Ao contrário do divulgado pelo senso comum, o uso da cannabis não é restrito apenas a jovens transviados à procura de sensações alucinógenas. Segundo a reportagem do Fantástico, “cientistas já comprovaram a eficácia do THC, o princípio ativo da maconha, no tratamento de náuseas e vômitos provocados pela quimioterapia, para pacientes que sofrem de glaucoma e de falta de apetite. Os médicos nos Estados Unidos se baseiam em mais de vinte mil pesquisas para receitar maconha para até 190 enfermidades diferentes. Entre elas, estresse, insônia, ansiedade, cólicas menstruais, dores nas costas, convulsões e epilepsia”.

Ao longo da matéria foram apresentados alguns exemplos de empreendedorismos individuais ligados à maconha. A cozinheira Sandy, moradora do norte da Califórnia, utiliza a erva como tempero em suas receitas. Carrie Harger, diretora universitária, fundou a Oaksterdam – a universidade da maconha. “Já passaram por aqui mais de quinze mil alunos, de todas as partes, inclusive brasileiros. A gente ensina as pessoas a plantar, cozinhar e trabalhar nas lojas legalizadas que vendem o produto”, afirmou Carrie. Por sua vez, Steve Deangelo possui uma loja voltada para a cultura canábica que lucrou trinta milhões de dólares no ano passado. “O livre comércio vai incentivar a economia, a inovação, a eficiência, a competição. E vai permitir que os preços sejam menores e o produto, de mais qualidade”, asseverou Steve.

Ataque à liberdade individual

Por outro lado, para Robert Dupont, fundador de uma das principais organizações antidrogas dos Estados Unidos, falta comprovar os resultados positivos do consumo de maconha para a saúde: “Maconha vicia, tanto a cabeça quanto o corpo. E há estudos que mostram que a droga está relacionada a vários tipos de câncer e problemas mentais. Há muito dinheiro por trás da legalização da maconha. E as pessoas estão fazendo de tudo para permitir o consumo da droga sem quaisquer restrições.”

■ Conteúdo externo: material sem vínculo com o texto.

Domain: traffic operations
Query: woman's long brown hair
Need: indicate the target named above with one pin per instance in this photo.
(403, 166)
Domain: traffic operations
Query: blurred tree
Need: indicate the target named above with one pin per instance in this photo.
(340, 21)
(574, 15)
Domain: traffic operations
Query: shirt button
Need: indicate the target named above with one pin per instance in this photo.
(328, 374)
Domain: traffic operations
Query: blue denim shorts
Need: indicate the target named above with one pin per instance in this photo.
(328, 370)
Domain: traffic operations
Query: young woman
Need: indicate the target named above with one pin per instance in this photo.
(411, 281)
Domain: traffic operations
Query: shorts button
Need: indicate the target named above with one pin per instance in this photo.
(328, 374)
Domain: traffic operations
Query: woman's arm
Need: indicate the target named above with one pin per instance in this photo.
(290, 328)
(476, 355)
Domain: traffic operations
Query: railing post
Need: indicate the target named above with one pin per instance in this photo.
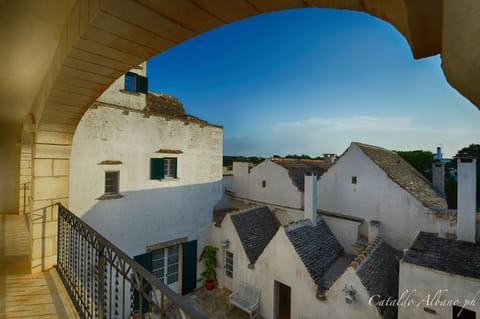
(101, 280)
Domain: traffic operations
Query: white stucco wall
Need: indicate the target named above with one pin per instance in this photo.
(279, 189)
(374, 197)
(150, 211)
(422, 284)
(346, 232)
(10, 167)
(280, 262)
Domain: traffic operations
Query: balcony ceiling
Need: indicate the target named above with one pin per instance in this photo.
(29, 35)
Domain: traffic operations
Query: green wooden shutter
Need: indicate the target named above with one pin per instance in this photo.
(189, 267)
(142, 84)
(157, 168)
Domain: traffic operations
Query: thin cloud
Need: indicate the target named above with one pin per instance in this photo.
(356, 122)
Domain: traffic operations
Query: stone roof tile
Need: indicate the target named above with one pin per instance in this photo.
(297, 168)
(451, 256)
(255, 227)
(407, 177)
(316, 245)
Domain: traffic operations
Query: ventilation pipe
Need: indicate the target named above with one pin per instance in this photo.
(310, 198)
(438, 177)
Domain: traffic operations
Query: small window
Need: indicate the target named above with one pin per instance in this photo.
(136, 83)
(171, 167)
(229, 264)
(462, 313)
(161, 168)
(112, 183)
(165, 264)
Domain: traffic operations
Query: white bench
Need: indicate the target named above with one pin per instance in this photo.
(247, 298)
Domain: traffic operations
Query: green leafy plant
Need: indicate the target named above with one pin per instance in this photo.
(209, 259)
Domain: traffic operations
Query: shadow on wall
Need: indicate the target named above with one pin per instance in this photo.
(146, 217)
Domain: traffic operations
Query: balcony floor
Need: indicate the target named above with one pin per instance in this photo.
(23, 295)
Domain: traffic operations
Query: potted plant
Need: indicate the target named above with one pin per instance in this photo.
(209, 259)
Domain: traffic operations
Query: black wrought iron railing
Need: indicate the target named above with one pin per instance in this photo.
(104, 282)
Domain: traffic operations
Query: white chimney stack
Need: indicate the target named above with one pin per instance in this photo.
(467, 199)
(438, 177)
(310, 198)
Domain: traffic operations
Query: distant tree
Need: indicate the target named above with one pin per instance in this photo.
(422, 161)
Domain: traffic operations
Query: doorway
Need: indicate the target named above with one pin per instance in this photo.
(283, 300)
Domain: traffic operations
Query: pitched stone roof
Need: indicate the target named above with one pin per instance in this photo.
(255, 227)
(316, 245)
(377, 268)
(165, 105)
(402, 173)
(297, 168)
(447, 255)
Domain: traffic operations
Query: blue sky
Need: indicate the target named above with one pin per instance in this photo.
(311, 81)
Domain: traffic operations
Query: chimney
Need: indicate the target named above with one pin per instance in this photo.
(329, 159)
(439, 155)
(466, 202)
(438, 177)
(310, 198)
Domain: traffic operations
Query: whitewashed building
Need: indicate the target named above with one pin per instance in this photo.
(301, 269)
(393, 199)
(440, 278)
(277, 181)
(146, 175)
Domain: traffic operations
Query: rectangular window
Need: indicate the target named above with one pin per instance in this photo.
(112, 183)
(136, 83)
(161, 168)
(171, 167)
(229, 264)
(165, 264)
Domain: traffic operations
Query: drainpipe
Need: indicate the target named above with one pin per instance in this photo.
(310, 198)
(467, 199)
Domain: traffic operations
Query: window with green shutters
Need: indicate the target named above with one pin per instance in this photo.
(112, 182)
(161, 168)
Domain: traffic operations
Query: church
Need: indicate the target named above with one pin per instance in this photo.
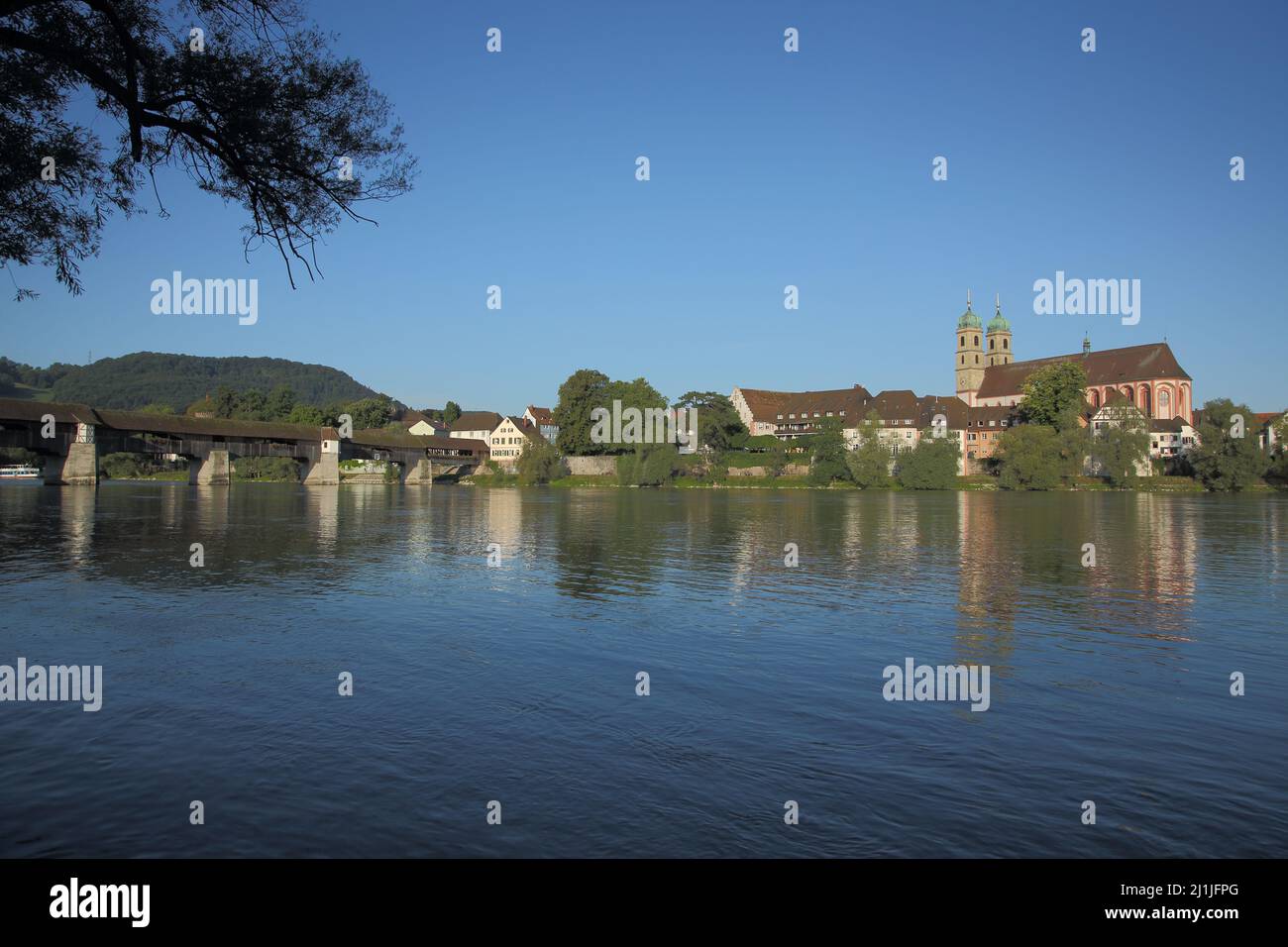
(988, 375)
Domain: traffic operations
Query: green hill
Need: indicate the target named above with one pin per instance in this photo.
(158, 377)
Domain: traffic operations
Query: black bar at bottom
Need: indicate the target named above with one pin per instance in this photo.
(333, 896)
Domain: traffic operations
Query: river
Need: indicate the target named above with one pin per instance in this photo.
(518, 682)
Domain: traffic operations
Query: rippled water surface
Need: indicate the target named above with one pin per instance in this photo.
(516, 684)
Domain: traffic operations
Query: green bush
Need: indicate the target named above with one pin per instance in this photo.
(1029, 458)
(931, 464)
(540, 463)
(266, 470)
(651, 466)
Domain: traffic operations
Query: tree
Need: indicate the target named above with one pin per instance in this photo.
(827, 458)
(1228, 455)
(226, 402)
(583, 394)
(719, 425)
(580, 394)
(931, 464)
(1029, 458)
(776, 459)
(279, 403)
(257, 111)
(648, 466)
(540, 463)
(372, 412)
(1121, 445)
(870, 462)
(1052, 393)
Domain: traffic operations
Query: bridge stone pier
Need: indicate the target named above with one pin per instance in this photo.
(323, 472)
(211, 471)
(78, 468)
(419, 474)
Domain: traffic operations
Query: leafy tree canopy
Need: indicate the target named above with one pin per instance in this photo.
(1029, 458)
(931, 464)
(1054, 394)
(583, 393)
(870, 462)
(1228, 455)
(827, 453)
(256, 110)
(719, 427)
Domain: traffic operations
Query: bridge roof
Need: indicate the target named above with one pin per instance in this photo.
(213, 427)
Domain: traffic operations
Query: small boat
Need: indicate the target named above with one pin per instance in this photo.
(18, 472)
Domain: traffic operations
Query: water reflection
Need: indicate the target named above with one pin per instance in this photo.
(993, 556)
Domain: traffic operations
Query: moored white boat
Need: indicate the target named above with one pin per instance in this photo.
(18, 472)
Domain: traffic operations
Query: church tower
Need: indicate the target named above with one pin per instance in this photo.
(970, 355)
(1000, 338)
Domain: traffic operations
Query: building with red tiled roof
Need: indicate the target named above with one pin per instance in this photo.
(1146, 375)
(544, 420)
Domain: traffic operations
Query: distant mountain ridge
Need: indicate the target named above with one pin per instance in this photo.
(159, 377)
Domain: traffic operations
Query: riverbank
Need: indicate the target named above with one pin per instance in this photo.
(979, 482)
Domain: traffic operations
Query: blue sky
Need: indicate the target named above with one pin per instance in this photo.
(768, 169)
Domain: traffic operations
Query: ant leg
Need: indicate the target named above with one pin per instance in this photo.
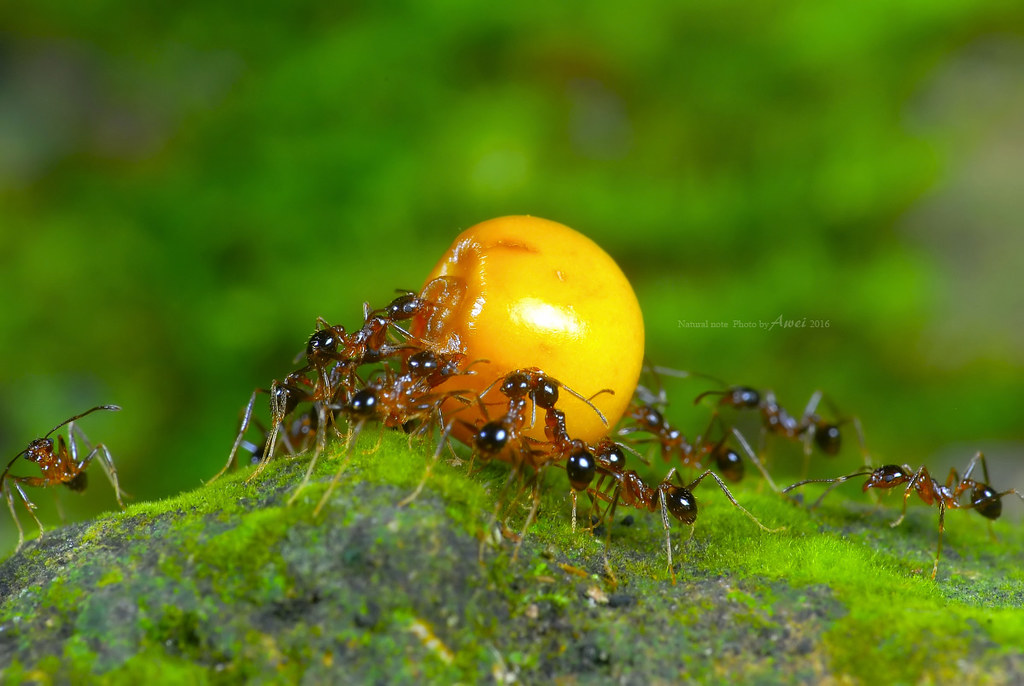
(906, 494)
(536, 492)
(29, 505)
(349, 448)
(321, 444)
(668, 530)
(979, 457)
(107, 462)
(721, 484)
(836, 482)
(938, 549)
(278, 411)
(860, 439)
(604, 420)
(426, 474)
(498, 509)
(238, 439)
(9, 497)
(754, 458)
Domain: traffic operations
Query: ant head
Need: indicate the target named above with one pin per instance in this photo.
(364, 403)
(611, 454)
(422, 363)
(284, 398)
(546, 392)
(323, 342)
(79, 482)
(828, 438)
(650, 418)
(491, 438)
(741, 396)
(516, 385)
(887, 477)
(580, 468)
(39, 449)
(403, 307)
(681, 504)
(729, 463)
(986, 501)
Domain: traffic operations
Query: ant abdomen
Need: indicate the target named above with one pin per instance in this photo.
(81, 481)
(364, 403)
(986, 501)
(828, 438)
(681, 504)
(491, 438)
(581, 469)
(729, 464)
(322, 342)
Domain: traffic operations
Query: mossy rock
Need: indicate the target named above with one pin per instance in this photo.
(229, 583)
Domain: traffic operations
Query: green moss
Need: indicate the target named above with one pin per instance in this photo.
(228, 583)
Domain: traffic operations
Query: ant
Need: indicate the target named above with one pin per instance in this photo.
(648, 419)
(406, 400)
(58, 466)
(542, 389)
(627, 486)
(985, 500)
(809, 427)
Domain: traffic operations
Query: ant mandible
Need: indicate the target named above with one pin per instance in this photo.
(59, 466)
(985, 500)
(809, 427)
(627, 486)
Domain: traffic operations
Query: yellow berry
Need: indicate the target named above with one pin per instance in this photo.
(536, 293)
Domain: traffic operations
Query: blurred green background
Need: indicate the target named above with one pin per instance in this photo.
(182, 191)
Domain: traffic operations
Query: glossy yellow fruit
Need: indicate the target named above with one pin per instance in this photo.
(539, 294)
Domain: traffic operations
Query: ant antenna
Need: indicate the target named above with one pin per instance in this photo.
(77, 417)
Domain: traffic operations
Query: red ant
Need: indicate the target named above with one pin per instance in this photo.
(627, 486)
(58, 466)
(406, 400)
(775, 420)
(649, 419)
(985, 500)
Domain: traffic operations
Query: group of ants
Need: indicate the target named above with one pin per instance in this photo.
(384, 374)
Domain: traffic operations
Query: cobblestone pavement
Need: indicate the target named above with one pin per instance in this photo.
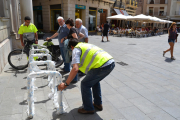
(148, 88)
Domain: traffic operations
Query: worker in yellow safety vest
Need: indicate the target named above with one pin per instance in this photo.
(96, 64)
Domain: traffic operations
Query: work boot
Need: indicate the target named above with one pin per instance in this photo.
(83, 111)
(99, 107)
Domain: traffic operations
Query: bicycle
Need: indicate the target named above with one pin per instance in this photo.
(18, 58)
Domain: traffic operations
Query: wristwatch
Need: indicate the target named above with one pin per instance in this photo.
(66, 84)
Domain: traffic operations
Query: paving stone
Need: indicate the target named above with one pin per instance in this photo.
(134, 85)
(107, 90)
(160, 115)
(118, 100)
(153, 97)
(169, 107)
(144, 105)
(127, 92)
(133, 113)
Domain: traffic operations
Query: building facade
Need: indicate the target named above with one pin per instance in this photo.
(47, 11)
(139, 9)
(174, 14)
(157, 8)
(11, 12)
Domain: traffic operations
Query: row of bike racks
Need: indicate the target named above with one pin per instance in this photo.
(54, 79)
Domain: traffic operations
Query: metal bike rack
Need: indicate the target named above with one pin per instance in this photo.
(32, 51)
(54, 79)
(56, 76)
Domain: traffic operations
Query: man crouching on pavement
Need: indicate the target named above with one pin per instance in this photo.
(97, 64)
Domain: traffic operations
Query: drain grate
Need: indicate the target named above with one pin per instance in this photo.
(131, 44)
(122, 63)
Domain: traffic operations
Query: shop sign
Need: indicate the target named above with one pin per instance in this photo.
(80, 7)
(37, 8)
(100, 10)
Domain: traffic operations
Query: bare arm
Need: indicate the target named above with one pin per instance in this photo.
(81, 35)
(21, 38)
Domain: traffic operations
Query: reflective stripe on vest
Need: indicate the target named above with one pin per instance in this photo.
(85, 54)
(91, 57)
(87, 68)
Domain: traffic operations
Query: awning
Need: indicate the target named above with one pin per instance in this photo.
(123, 12)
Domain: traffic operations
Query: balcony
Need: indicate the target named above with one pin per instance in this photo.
(157, 14)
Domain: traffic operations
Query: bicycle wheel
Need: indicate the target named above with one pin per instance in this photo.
(59, 61)
(18, 59)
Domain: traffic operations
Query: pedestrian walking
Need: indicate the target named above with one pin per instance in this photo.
(105, 31)
(62, 32)
(172, 31)
(97, 64)
(81, 28)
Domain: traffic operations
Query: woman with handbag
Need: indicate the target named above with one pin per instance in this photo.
(172, 39)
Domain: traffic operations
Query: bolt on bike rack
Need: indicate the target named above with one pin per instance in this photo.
(56, 80)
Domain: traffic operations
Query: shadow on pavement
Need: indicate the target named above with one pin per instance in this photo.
(24, 102)
(12, 70)
(74, 115)
(168, 60)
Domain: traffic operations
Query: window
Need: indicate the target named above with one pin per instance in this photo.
(2, 9)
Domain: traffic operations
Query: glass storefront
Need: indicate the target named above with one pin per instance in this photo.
(92, 18)
(38, 20)
(55, 11)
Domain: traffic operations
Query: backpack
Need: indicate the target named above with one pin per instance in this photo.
(67, 52)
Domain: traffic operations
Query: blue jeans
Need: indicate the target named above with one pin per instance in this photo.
(92, 80)
(171, 40)
(66, 65)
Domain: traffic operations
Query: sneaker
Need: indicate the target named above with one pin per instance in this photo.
(99, 107)
(83, 111)
(172, 58)
(164, 53)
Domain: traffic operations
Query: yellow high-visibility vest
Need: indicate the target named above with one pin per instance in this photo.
(91, 57)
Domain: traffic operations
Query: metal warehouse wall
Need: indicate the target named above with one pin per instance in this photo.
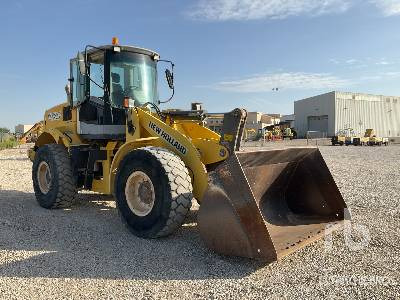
(322, 105)
(362, 111)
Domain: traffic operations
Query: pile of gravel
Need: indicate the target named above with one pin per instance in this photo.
(86, 251)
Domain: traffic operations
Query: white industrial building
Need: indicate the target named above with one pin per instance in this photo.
(334, 111)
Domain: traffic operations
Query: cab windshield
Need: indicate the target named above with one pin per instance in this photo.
(132, 75)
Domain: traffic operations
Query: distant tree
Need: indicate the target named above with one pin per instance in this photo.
(4, 130)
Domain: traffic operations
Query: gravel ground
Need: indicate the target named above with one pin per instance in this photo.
(86, 252)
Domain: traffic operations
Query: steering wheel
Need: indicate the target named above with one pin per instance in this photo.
(129, 90)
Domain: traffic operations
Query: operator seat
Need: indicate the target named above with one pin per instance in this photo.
(117, 92)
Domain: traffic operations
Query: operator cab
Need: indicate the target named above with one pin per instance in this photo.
(113, 75)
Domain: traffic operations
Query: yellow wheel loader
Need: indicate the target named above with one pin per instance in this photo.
(111, 137)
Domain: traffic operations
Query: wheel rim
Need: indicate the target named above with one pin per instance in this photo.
(44, 177)
(139, 193)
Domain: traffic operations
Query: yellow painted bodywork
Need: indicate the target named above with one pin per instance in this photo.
(196, 145)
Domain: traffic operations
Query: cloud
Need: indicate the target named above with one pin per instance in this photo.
(223, 10)
(266, 82)
(388, 7)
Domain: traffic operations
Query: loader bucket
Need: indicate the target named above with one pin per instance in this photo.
(268, 204)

Evidentemente que a Rede Globo, emissora que defende os interesses dos grandes capitalistas, tende a enfatizar as vantagens econômicas da legalização da maconha. Não é por acaso que há uma grande campanha global, encabeçada por Fernando Henrique Cardoso e Bill Clinton, que propõe abertamente a descriminalização da erva. Afinal de contas, em um contexto de crise econômica, a transformação dacannabis em commodityé uma excelente oportunidade para atrair vultosos lucros para as grandes corporações internacionais.

Entretanto, a liberação da maconha é uma questão que extrapola o fator monetário, pois trata-se de uma questão de direito civil. Impedir alguém de escolher entre fumar ou não uma erva que é utilizada há milênios, ação esta que traz possíveis prejuízos somente à própria pessoa, é um grave ataque à liberdade individual. Cabe a cada um decidir o que é melhor (ou pior) para si.

Debate sem falsos moralismos

Por outro lado, caso a maconha seja realmente legalizada, sua produção e distribuição deverá ser exclusividade do poder estatal (como o ocorrido recentemente no Uruguai). Somente o controle governamental pode garantir que o capital arrecadado com esse comércio possa ser direcionado para os cofres públicos. Posteriormente, parte do montante gerado pela venda da erva poderia ser revertida para o tratamento e recuperação de eventuais dependentes.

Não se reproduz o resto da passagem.